Why He's Important: A mathematician, astronomer and geographer, Muhammad is universally known as the "Father of Algebra". His famous book which introduced algebra's concepts was published in the year 830 and titled "Hisab al-jabr w'al-muqabala" (known in English as "The Compendious Book on Calculation by Completion and Balancing"). This work described his systematic approach to solving linear and quadratic equations. In fact, the word "algebra" is derived from the Arabic word ("al-jabr") which appears in his book's title. Also interestingly, the words "algorithm" and "algorism" stem from Algoritmi -- the Latin form of Muhammad's name. His work led to algebra being introduced to Europe, where his book became the standard mathematical text at European universities until the 16th century.

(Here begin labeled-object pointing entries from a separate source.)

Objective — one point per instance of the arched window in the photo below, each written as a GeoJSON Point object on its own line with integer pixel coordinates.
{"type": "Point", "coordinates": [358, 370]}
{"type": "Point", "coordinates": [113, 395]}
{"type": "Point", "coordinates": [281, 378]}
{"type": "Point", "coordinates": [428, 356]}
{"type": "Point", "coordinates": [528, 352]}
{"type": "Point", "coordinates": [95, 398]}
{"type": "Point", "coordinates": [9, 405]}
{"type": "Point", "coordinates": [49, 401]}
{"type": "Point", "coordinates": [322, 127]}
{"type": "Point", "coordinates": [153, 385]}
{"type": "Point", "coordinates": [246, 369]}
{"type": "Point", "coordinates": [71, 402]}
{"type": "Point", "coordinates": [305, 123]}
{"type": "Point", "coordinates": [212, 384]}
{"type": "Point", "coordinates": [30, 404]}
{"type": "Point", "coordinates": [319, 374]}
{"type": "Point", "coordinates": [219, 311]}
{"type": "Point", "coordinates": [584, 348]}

Other Achievements: In addition, Muhammad's research in geography led to correcting and better systemizing the works of the great Greco-Egyptian mathematician and geographer Ptolemy by creating a map of the then "known world." He also published works on mechanical devices like the clock, astrolabe, and sundial, and was among the first to introduce the Hindu-Arabic Numeral System (complete with a decimal point and the all-important value of zero). His other contributions include mathematical tables that described trigonometric functions, and refinements in the geometric representation of conic sections.

Mohammad's Place in Mathematics HIstory: Mathematicians J. O'Conner and E. F. Robertson, writing in the MacTutor History of Mathematics Archive, perhaps best describe Mohammad's contribution to algebra and mathematics history when they say: "It is important to understand just how significant [the introduction of algebra] was. It was a revolutionary move away from the Greek concept of mathematics which was essentially geometry. Algebra was a unifying theory which allowed rational numbers, irrational numbers, geometrical magnitudes, etc., to all be treated as ‘algebraic objects‘.. it allowed mathematics to be applied to itself in a way which had not happened before."